Ahead of International Women’s Day tomorrow, Simplify Consulting’s Kirstin Brooks reminds us that when discussing financial equity, the gender pension gap can often get overlooked
On average, women live longer than men so require a more substantial pension pot to ensure that they have enough funds to cover their life expectancy.
Unfortunately, data shows that this is not just a problem for older married women with smaller pots. The gender pay gap already starts to appear in the 30-44 age group, which further highlights the need for earlier intervention. Kirstin Brooks, Business Support Manager at Simplify Consulting looks into the reasons for the gap and what the industry can do about it.
Mind the gap
There is an array of reasons for the gender pension gap.
Firstly, caregiving responsibilities has played a big part. In the past women have tended to be the main caregivers supporting their families, resulting in working less hours and saving less for their pension.
Families are also in the position that due to high childcare costs, women are not returning to work as their wages would not cover the costs. Women typically spend 10 years away from the workforce, to start families, care for children and other relatives.
Secondly, wage disparities have set women back. Despite progress being made in closing the gender pay gap, there are still disparities in salaries. Women still earn less than men and this is still the case in the 30-40 age bracket, therefore the amount that women are contributing to their pension pot is not equal to the amount that men contribute.
Thirdly, pensions are excluded in the majority of divorce settlements. Couples tend to settle outside of court and off set the value of pensions against other assets such as the family home. This can result in less of a share in assets as some pension schemes are more valuable than the property. With the no-fault divorces, this could leave less time for parties to seek legal advice, therefore resulting in a disadvantage. It is also the case that many women feel that they cannot afford legal advice but could be losing out on more by not taking the advice. Some Solicitors offer free appointments that could help to understand legal and financial positions. Employee Assistance Programmes often offer financial and legal advice.
What can industry do to bridge the Gender Pension Gap?
There are some legislation changesthat could be made – which includes the removal of the Lower Earnings Limit (LEL) will result in lower-income earners being automatically enrolled into pension schemes. This will allow over 3 million women to start contributing to their pension with employer’s matching the contribution.

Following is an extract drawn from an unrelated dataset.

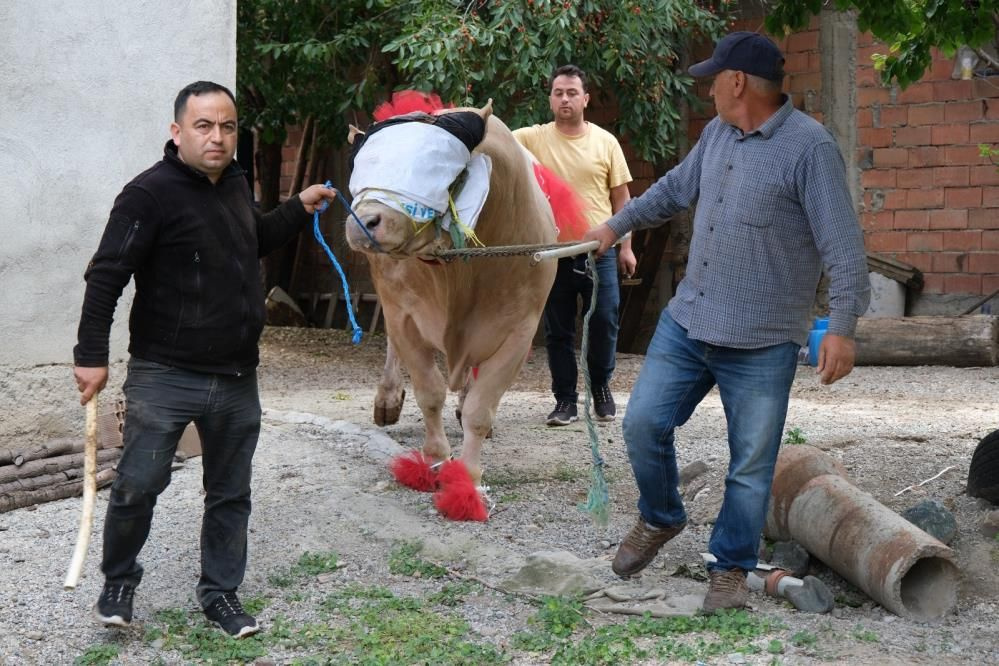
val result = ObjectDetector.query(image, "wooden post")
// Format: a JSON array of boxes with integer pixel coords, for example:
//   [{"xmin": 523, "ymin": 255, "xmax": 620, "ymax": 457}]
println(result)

Elsewhere, changes could be made to joint and survivor annuities. Women typically live longer than men and considerable amount have small pension savings. For some couples joint and survivor annuities would ensure surviving spouses continue to receive a payment, which can provide peace of mind. Couples can also structure annuities to provide a variety of payout options helping to manage future plans. However, joint and survivor annuities can be complicated, with a low return so getting Financial Advice would be beneficial.

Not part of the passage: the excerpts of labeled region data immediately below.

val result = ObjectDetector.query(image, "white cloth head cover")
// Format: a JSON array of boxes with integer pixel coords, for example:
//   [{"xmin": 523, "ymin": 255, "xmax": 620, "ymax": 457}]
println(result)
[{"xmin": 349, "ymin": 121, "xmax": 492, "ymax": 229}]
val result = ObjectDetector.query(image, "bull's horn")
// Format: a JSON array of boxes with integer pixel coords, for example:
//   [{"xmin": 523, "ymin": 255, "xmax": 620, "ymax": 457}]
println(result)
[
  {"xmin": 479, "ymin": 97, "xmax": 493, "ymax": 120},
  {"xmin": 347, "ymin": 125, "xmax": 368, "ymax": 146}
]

Tackling issues like the gender pension gap needs firms to get behind them. Scottish Widow’s Retirement 2023 Report showed that 10% of young women in their 20s have opted out of their pension and are missing opportunities to save early. By the age of 22, 19% of men are paying into their pension compared to 14% of women.

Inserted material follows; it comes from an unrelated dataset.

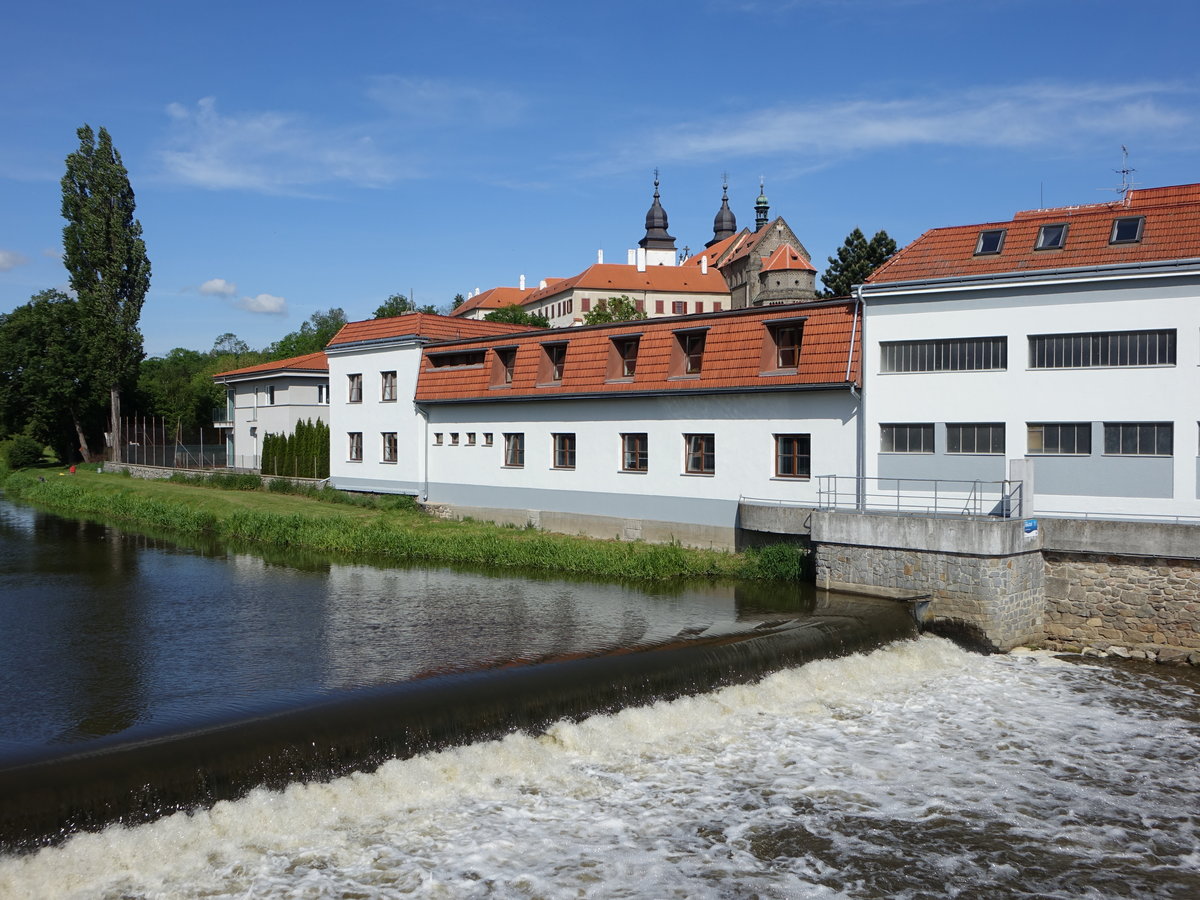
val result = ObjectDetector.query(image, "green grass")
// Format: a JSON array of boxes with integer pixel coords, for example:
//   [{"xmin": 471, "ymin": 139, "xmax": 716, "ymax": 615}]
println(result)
[{"xmin": 4, "ymin": 469, "xmax": 806, "ymax": 580}]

One factor impacting this is the cost-of-living crisis but also some are preferring to spend the money now. Pension providers have started advertising on social media platforms like Tiktok to raise awareness to younger customers and encourage them to start paying into a pension earlier, particularly targeting young women.
Continue contributions during a career break could help tackle the gender pension gap as well. Continuing payments during a career break or increase contributions when returning to work to ensure that the deficit has been filled. A large majority of people are not aware that they can contribute to someone else’s pension regardless of whether they are working or not.
For non-earning spouses a person can contribute up to £2,880 and if working contributions can be made as long as they remain below their annual allowance. Using this option can help to fill the gaps in women’s pension contributions helping to increase their pension pot.
Policies
There are also a number of policies that firms could instigate to bring about change. Regular audits of salary sacrifice policies and processes: Employers should pay particular attention to areas where employees encounter issues during family leave, especially for maternity. Utilise family friendly policies such as flexible working, support the equal share of childcare through parental leave, shared parental pay and additional childcare provision. Employee Financial Education: Employers should educate employees on the benefits of pension contributions, especially highlighting the long-term advantages for women. Offer Financial advice and support through Employee Assistance Programmes.
Conclusion
Our industry can all play a part in reducing the Gender Pension Gap; women can take a more proactive step in making informed choices for their future, employers can offer more guidance/support through family friendly policies, the government can introduce impactful legislation changes and pension providers could market themselves and offer incentives to younger female audiences,
As we approach International Women’s Day –let us as an industry make a change to bridge the gap.